In February 2020, Xiaxue was accused of “fatphobia” on social media after she called morbidly obese people “disgusting” and that they “don’t live past” the age of 40. Xiaxue claimed in an Instagram story that “they gorge themselves with 30 burgers a day and when they inevitably get a clogged artery or diabetes, taxpayers have to help foot their medical bills when their health conditions are entirely caused by their irresponsible behaviour”. Xiaxue's posts were deleted by Instagram after users reported her for harassment.

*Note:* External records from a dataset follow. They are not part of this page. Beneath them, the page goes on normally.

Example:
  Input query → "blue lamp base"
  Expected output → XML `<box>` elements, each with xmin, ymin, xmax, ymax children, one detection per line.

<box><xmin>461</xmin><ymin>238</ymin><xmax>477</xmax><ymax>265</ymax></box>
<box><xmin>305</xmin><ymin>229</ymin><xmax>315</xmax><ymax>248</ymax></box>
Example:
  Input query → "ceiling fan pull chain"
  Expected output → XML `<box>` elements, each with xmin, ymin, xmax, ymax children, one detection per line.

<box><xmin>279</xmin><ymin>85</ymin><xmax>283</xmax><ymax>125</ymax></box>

In July 2020, Xiaxue lost brand sponsorships following police reports over racist tweets, including tweets that were targeted at foreign workers, alleging “they molest people and fuck our maids and leer at girls and flood Little India” and the attempt to use the N-word in certain context. Beauty brand Fresh and Swedish timepiece company Daniel Wellington have publicly confirmed that they have ended their partnerships with Xiaxue following this incident. Reality and lifestyle channel Clicknetwork, with whom Xiaxue has worked with since 2011, dropped Xiaxue as a host.